The summer fruiting ones will throw new canes this year, but no flowers will appear – these new canes are the ones you have to keep for next year’s fruit. For these types, you cut down the canes which flowered and fruited this year, and leave the new growth. For the autumn fruiting varieties, you just cut everything down to ground level in February. Personally, I think that these types are far easier to manage!
My Autumn Raspberry canes are dying 1 by 1. I have had the plants in the ground for about 8 years and cut them to the ground every February. I have always have a great crop off of them but this years most of them have stunted growth and 1 by one the leaves are turning brown, curling up and dying. Some of these leaves have also been eaten.. I am unable to locate any pest on them and am so disappointed. I have tried to research this but the only thing I can see on the internet that could be responsible is the raspberry leaf beetle. Can someone help please? Do I dig them up and start with new canes in the autumn or leave and hope it doesn’t happen again next year???
I have been growing Autumn Bliss for last 11 years, but for the last 2 years I have noticed that after intial setting the fruits on some of the canes are just drying up. Also on some of the canes the leaves are going yellow, but not falling off.
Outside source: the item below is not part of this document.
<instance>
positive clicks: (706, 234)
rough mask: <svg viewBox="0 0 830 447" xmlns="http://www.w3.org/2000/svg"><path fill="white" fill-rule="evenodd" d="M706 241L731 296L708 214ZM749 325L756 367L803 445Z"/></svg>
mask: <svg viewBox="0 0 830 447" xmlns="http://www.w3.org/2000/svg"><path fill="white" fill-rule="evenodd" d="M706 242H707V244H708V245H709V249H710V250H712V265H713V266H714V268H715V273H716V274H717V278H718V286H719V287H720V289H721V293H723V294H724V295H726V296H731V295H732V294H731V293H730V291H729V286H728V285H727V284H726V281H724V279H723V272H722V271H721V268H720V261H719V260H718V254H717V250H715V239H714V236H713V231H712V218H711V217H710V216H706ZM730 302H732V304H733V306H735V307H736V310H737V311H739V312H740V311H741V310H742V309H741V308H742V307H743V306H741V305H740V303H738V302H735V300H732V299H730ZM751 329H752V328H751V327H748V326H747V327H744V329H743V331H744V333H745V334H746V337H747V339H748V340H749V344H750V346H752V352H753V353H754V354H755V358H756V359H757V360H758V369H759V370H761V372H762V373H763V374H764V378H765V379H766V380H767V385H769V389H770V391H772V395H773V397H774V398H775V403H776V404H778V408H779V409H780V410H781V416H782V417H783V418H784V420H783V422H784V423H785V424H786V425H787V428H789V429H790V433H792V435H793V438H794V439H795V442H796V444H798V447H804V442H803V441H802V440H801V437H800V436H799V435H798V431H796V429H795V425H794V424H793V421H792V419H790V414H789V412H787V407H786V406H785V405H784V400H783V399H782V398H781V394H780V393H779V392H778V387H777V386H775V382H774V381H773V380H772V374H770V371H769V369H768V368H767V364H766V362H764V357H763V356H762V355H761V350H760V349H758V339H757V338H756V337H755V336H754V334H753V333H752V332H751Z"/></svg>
Does anyone think it is because of the last 2 successive very dry springs, also here (near Derby) we also had very little rain during August.
I have alawys cut the canes down to ground level in eartly March, fed with general fertlizer or chicken pellets and mulched well.
Also know that after 10 years the canes may need replacing – any thoughts from anyone ??
Remember to plant new raspberry canes at only 3″ (75mm) deep. PLANTING THEM DEEPER KILLS THEM.